Manufacturing Invoice Factoring

Manufacturers often deliver product weeks or months before they are paid, creating a gap between shipping orders and receiving cash. Manufacturing invoice factoring converts those open invoices into immediate working capital so you can keep production running without waiting on slow-paying customers. Instead of tying up your cash in receivables, you unlock funds to cover raw materials, payroll, freight, and plant overhead.

Manufacturing Invoice Factoring

Our programs are built for the realities of the production floor and the supply chain. We understand volume spikes, seasonal demand, and large purchase orders that require you to buy materials long before you are paid. That’s why our manufacturing receivables factoring solutions look at the strength of your customer base and invoice quality, not just a perfect credit score.

Whether you operate a small job shop or a multi-plant operation, we structure invoice factoring for manufacturing companies to match your workflow. You can factor a single large invoice, a group of accounts, or set up an ongoing facility that grows with your sales. Transparent rates, straightforward agreements, and fast decision-making help you keep production schedules on track and take on new orders with confidence.

Minimum Requirements for Manufacturing Invoice Factoring

To qualify for manufacturing invoice factoring, most businesses should meet the following guidelines:

Minimum Revenue $10,000 / month
Length in Business 5 months or more
Ownership % Minimum of 51% Ownership
Personal Credit US FICO 500+

Types of Small Business Loans in Phoenix

Standard Manufacturing Invoice Factoring

This option provides an advance on approved invoices once product has shipped or services are complete. It’s ideal for manufacturers that sell to creditworthy customers on 30–90 day terms. You receive a large portion of the invoice value up front, with the remainder sent after the customer pays, giving you steady cash flow without taking on new debt.

Manufacturing Receivables Factoring Facility

A dedicated manufacturing receivables factoring line lets you factor invoices on an ongoing basis instead of one at a time. As you generate new invoices, you can submit them for funding and recycle capital back into materials, tooling, and labor. This structure works well for companies supplying parts, components, or finished goods to a consistent group of buyers.

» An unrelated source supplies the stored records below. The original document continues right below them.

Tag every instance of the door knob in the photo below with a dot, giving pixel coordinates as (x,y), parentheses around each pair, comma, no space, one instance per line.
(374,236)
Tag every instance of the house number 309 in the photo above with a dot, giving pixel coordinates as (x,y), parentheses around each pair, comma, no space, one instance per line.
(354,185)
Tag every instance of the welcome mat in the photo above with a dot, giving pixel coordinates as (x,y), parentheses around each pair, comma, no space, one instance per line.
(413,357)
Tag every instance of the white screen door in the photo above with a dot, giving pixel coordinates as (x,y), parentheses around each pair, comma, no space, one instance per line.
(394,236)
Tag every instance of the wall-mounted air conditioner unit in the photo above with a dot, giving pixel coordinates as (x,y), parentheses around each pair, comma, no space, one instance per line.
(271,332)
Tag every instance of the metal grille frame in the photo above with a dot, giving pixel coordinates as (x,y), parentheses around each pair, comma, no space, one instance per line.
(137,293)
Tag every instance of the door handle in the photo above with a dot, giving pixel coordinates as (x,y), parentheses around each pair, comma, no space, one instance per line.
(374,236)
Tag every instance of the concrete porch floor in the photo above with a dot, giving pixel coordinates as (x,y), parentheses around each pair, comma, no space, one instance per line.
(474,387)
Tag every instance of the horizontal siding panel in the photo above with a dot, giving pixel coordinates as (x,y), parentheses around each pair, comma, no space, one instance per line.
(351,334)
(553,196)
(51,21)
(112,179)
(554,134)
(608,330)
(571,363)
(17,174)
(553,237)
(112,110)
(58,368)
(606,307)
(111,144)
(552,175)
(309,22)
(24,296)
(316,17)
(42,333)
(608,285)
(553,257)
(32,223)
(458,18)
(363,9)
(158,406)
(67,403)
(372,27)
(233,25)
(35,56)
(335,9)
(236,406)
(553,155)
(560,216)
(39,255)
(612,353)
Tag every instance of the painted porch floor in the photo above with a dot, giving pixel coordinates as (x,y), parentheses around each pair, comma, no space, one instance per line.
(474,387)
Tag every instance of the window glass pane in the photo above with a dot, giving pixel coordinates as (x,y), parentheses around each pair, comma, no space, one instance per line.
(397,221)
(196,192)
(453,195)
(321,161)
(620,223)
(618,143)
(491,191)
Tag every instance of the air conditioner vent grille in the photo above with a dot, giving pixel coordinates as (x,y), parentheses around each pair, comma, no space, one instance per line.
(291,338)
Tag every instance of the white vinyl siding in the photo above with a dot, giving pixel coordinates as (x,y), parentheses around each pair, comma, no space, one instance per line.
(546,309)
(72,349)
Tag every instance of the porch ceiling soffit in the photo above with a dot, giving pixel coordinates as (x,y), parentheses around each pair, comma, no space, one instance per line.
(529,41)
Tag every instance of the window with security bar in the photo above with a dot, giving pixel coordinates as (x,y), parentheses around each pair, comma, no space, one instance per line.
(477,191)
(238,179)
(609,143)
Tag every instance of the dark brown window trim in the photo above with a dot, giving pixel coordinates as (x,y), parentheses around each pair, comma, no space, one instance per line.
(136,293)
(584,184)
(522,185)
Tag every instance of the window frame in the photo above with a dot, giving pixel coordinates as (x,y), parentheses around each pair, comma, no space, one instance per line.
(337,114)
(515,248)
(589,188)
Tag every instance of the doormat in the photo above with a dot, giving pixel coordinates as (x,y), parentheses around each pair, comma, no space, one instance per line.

Progress Billing & Milestone Factoring

Some manufacturing projects bill in stages engineering, prototyping, initial runs, and final delivery. Progress billing factoring allows you to receive advances at each milestone, not just at the end of the project. This helps you handle long production cycles and special projects without putting pressure on your cash reserves.

Supply Chain & Purchase Order Support

When large purchase orders arrive, you may need additional capital to buy inventory, secure raw materials, or ramp up staffing. Supply chain-focused factoring combines invoice factoring for manufacturing with purchase-order support so you can accept bigger contracts and negotiate better terms with suppliers while still maintaining healthy working capital.

Export & International Manufacturing Invoice Factoring

If you sell to overseas customers, export factoring helps manage currency risk and long payment timelines. We review the credit of your foreign buyers, advance funds on eligible international invoices, and handle collections in coordination with your team. This allows manufacturing companies to expand globally while keeping cash flow predictable.

Manufacturing Invoice Factoring Services

Every production environment is different. Some manufacturers manage short runs for many customers, while others fulfill long-term contracts for a few key accounts. Our manufacturing invoice factoring services are tailored to your sales cycle, customer mix, and industry segment—whether you serve automotive, aerospace, industrial equipment, consumer goods, or private-label brands.

The application process is streamlined with clear documentation requirements and quick responses. We prioritize relationships with both you and your customers, offering professional collections that protect your reputation. With competitive advance rates, flexible funding limits, and online reporting, you gain real-time visibility into your retail invoice finance factoring–style cash flow solution adapted to manufacturing. Use the additional liquidity to negotiate discounts with suppliers, shorten production lead times, or invest in efficiency upgrades on the shop floor.

Who We Serve

Frequently Asked Questions

What is the process for getting manufacturing invoice factoring?

You complete a short application, share basic business and receivables information, and we review your customer list. Once approved, you submit invoices, receive an advance, and we handle the collection of payment according to the agreed structure.

Instead of fixed monthly loan payments, fees are deducted from the invoice proceeds. When your customer pays, we forward the remaining balance to you. Pricing is transparent and tied to invoice volume and payment terms.

Yes. Factoring focuses heavily on the strength of your customers and the quality of your invoices. We do review personal credit, but many manufacturers with lower scores can still qualify based on solid receivables.

You should sell on terms to other businesses or government entities, have verifiable invoices, and meet the minimum revenue and time-in-business guidelines above. We will walk you through the details and let you know quickly if factoring is a good fit.